Pandora's (Boom) Box rating=2

File under: Aural Tradition

There was a short spell where I wasted some time (and blog bandwidth) trying to write music reviews. (I'd offer a link, but I've utterly destroyed all trace of this section of The Urban Sherpa.) To say I found it "difficult" to write about music misses the Pandora's Boomboxlarger point, which is that I sucked at it: no matter how long or elaborate, these little pieces never added up to anything more than, "I, uh, like this band."

Since I don't think I have a problem asserting my opinion about other subjects, and since I listen to a lot of music, I struggled with the idea that I wasn't up to the challenge of writing about this thing I care about so much. I read a collection of old essays by Lester Bangs, but really, they're of another time, and I didn't know exactly what to do with them. I also combed through the seemingly-sempiternal entries at AllMusic.com, where the writing may be uneven, but there's no shortage of it—whereas I just couldn't think of anything to say, except, "This album is, uh, cool."

[What I enjoy about good critics is how, though they seem to be writing about a movie, play, restaurant, or record, really they're leveling an opinion about the world we live in: they're writing about us. And I suppose it's that much harder to bring such a broad opinion to bear, in the context of a three-minute pop song. Or, for that matter, a restaurant meal, or even a vacation...]

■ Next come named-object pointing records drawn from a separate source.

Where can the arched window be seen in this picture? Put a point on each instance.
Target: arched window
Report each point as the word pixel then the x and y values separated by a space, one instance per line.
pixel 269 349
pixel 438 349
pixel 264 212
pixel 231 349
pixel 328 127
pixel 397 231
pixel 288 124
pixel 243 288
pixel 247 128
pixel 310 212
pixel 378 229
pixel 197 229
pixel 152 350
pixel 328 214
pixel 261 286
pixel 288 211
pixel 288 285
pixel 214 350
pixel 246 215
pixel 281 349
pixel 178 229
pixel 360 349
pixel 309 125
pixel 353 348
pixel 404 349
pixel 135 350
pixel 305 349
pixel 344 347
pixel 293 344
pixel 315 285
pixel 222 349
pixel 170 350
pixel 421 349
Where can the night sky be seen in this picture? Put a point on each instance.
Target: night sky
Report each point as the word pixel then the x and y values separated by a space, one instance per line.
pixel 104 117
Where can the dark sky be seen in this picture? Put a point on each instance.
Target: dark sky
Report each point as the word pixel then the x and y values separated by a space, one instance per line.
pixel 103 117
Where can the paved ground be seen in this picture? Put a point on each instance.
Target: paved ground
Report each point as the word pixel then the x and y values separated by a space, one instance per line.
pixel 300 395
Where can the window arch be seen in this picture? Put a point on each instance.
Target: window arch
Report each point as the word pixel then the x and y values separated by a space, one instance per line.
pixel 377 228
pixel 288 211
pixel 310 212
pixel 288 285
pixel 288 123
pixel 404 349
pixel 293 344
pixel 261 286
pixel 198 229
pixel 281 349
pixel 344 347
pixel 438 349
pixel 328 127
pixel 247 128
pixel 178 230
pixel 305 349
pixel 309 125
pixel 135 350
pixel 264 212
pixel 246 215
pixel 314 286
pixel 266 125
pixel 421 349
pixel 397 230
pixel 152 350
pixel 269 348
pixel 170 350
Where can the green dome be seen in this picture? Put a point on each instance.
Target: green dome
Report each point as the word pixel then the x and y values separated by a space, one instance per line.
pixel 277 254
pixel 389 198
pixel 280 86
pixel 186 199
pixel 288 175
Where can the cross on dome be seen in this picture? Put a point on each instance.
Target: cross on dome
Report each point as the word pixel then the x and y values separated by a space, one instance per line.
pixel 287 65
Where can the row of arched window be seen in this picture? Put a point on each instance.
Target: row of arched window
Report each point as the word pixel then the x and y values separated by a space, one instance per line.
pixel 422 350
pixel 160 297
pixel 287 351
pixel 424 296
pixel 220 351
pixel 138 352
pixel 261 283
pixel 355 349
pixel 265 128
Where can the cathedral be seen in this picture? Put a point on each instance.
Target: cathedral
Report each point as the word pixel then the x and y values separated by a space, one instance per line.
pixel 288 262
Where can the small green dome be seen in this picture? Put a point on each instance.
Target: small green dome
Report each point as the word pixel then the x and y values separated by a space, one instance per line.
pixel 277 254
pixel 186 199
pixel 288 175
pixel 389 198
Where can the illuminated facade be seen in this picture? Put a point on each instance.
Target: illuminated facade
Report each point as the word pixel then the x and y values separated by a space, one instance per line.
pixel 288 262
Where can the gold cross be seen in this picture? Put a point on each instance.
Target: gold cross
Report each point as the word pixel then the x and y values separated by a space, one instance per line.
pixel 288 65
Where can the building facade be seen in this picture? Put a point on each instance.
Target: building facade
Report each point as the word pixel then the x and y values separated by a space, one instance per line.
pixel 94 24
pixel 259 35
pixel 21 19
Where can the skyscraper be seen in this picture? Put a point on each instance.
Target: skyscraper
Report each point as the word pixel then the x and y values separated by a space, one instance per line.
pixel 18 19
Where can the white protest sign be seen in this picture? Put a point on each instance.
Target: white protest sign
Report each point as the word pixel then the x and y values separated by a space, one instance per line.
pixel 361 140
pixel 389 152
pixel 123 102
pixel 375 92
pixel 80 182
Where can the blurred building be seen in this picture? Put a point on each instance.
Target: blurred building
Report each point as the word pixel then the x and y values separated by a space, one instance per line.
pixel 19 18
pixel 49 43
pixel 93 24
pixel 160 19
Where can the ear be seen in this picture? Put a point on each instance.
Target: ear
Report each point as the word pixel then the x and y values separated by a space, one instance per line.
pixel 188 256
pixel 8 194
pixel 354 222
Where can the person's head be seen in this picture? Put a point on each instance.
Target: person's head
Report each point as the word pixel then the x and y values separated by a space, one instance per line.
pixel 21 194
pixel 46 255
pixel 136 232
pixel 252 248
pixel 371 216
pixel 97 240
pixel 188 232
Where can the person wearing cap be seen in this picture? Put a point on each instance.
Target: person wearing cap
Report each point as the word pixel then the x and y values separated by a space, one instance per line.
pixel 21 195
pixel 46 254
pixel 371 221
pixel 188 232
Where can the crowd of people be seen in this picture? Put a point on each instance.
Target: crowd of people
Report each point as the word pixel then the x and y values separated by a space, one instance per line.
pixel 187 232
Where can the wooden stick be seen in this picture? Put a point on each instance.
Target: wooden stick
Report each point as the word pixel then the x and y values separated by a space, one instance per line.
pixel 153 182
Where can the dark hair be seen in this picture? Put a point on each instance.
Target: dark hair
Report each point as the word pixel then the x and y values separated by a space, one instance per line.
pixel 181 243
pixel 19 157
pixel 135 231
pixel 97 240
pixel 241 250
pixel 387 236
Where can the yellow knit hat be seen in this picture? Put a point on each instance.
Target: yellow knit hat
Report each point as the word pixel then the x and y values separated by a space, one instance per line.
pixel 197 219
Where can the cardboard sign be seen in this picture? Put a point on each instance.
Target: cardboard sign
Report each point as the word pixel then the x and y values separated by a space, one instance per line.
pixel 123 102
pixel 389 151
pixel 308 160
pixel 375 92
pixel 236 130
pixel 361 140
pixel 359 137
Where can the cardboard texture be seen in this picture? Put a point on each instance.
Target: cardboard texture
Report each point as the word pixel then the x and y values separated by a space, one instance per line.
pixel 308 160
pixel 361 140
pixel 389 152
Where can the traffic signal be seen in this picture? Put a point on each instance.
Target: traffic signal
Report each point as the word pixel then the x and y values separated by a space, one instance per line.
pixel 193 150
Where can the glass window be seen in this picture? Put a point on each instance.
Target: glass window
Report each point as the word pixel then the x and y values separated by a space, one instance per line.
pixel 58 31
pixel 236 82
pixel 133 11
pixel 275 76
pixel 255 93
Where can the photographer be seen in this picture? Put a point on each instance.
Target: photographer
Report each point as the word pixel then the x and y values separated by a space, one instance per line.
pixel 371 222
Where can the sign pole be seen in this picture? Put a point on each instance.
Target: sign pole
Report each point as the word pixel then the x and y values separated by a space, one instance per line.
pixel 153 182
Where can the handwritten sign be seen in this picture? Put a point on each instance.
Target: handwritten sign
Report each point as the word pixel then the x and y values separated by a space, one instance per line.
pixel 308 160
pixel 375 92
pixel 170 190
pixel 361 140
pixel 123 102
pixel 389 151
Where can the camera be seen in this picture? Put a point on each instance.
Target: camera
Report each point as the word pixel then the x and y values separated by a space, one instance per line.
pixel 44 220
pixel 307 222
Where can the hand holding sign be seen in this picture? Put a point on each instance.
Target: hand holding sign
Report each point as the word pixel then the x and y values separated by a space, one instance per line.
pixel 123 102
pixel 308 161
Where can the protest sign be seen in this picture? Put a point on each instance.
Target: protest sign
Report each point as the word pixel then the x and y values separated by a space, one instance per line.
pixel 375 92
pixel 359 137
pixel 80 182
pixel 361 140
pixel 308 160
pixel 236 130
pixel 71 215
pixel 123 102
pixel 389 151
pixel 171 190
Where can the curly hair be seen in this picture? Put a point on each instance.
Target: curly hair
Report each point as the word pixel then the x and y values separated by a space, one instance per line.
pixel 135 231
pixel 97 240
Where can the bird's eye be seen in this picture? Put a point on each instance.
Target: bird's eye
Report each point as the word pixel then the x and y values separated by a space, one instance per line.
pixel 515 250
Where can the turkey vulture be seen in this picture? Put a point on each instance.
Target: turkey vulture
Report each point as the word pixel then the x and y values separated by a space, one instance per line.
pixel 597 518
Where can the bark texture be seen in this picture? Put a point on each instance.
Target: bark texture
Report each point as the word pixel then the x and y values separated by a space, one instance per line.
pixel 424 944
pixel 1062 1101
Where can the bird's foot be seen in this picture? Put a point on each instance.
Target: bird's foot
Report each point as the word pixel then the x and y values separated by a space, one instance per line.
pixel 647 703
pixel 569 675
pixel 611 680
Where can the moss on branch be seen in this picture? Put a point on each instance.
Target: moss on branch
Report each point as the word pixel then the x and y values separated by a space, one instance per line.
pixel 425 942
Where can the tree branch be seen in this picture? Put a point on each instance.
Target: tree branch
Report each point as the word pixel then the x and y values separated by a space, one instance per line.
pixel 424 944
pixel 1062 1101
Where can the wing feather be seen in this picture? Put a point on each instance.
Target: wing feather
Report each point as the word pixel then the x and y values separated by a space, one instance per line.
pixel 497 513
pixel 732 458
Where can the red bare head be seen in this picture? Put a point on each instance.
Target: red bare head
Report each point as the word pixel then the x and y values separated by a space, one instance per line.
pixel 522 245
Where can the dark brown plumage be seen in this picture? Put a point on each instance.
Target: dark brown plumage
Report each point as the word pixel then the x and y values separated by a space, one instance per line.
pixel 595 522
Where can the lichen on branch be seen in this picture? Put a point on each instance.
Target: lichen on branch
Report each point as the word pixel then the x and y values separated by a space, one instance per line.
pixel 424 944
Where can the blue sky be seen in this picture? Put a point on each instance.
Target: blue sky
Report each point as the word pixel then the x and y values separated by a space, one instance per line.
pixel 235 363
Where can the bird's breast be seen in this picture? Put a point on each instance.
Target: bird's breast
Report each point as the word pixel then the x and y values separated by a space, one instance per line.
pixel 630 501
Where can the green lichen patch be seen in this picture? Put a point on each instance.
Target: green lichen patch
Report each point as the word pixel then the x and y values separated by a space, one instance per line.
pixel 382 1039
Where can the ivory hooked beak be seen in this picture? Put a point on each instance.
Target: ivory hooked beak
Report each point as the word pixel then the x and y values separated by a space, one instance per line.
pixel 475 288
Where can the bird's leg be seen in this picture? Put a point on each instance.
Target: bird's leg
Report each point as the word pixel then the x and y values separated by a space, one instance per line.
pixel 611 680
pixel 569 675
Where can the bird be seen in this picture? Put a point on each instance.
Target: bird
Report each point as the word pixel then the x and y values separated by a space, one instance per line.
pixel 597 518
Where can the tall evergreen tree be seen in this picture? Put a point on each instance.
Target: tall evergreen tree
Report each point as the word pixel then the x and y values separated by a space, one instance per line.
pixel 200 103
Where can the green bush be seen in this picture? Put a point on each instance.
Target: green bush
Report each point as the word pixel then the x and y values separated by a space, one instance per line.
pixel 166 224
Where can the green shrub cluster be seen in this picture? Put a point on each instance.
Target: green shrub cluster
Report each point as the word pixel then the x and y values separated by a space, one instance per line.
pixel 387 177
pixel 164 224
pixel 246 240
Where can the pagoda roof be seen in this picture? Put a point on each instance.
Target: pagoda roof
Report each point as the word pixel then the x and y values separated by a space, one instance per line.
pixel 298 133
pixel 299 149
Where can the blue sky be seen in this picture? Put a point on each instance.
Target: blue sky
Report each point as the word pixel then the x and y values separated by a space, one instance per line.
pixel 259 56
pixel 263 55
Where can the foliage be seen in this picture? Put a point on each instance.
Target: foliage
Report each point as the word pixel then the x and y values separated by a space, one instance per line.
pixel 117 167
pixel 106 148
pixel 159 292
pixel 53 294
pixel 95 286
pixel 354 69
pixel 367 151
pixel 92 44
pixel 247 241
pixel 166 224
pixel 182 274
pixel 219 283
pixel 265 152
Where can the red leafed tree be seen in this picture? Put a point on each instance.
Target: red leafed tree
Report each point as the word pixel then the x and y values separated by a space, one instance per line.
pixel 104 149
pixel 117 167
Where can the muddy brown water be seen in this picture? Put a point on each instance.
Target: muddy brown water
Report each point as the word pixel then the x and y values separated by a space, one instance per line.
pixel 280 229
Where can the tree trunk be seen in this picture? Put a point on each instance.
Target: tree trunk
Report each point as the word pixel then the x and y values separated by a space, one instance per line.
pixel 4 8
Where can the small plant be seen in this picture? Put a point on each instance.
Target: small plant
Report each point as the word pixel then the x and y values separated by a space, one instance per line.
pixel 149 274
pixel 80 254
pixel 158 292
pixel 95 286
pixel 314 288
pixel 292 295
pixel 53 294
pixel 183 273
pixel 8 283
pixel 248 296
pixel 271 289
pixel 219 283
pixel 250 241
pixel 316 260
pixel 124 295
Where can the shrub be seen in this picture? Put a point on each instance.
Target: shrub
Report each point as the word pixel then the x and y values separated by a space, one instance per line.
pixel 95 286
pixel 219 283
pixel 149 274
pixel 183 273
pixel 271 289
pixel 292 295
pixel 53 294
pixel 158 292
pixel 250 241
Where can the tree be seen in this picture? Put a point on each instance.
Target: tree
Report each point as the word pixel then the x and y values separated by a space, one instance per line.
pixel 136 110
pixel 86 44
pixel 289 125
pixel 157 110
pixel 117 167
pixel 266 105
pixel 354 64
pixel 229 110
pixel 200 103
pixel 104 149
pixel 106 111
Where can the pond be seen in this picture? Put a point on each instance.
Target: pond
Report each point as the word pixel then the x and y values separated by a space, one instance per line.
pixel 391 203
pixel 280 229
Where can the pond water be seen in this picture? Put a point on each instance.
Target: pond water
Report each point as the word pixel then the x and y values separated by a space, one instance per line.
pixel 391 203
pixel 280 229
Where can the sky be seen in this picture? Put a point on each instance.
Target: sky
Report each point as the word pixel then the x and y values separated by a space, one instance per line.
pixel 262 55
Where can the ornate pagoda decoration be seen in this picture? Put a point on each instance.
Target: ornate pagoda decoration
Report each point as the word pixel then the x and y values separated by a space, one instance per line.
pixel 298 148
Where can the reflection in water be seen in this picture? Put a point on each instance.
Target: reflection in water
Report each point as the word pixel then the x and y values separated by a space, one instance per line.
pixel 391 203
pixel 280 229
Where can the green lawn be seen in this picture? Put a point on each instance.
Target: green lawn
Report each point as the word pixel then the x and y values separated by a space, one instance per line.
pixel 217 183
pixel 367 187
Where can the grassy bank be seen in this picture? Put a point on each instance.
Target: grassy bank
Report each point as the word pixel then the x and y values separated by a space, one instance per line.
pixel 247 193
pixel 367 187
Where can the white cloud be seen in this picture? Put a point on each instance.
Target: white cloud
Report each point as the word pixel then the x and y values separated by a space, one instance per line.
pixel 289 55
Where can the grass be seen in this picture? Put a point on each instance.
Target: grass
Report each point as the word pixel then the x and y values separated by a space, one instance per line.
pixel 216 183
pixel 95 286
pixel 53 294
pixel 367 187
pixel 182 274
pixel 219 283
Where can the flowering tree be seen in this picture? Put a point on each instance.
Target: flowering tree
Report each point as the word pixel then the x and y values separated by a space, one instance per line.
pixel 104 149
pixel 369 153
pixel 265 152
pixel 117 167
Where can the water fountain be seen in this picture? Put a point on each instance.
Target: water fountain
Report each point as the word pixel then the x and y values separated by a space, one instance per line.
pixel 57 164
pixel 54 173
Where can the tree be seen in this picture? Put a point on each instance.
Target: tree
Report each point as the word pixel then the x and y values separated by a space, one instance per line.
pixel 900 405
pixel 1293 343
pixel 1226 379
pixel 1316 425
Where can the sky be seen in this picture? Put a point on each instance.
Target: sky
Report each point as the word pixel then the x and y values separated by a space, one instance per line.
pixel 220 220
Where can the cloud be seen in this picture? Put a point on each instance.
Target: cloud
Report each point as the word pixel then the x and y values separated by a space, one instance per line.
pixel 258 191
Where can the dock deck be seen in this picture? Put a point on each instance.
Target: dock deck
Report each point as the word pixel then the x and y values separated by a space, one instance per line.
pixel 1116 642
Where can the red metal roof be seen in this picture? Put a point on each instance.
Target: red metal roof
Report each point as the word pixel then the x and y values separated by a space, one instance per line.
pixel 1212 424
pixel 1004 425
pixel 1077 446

Point being, I don't much bother writing about music these days, though I still consume it like crazy, and though I still have this constant urge to recommend titles to people. Which brings me to ... Pandora, the high-tech offspring of the "Music Genome Project," an attempt to catalog and cross-reference SO much music. The idea behind Pandora is simple: express a few preferences, and the software taps into its giant database to find other music that you will like.

It does this (at least for me) with remarkable accuracy.

Once it's figured out what my tastes are, it offers me a steady stream of music I'll like, as a web-based "radio station." And then it allows me to recommend my radio station to others—saving them the trouble of reading my heinous music reviews. So there's hope, after all.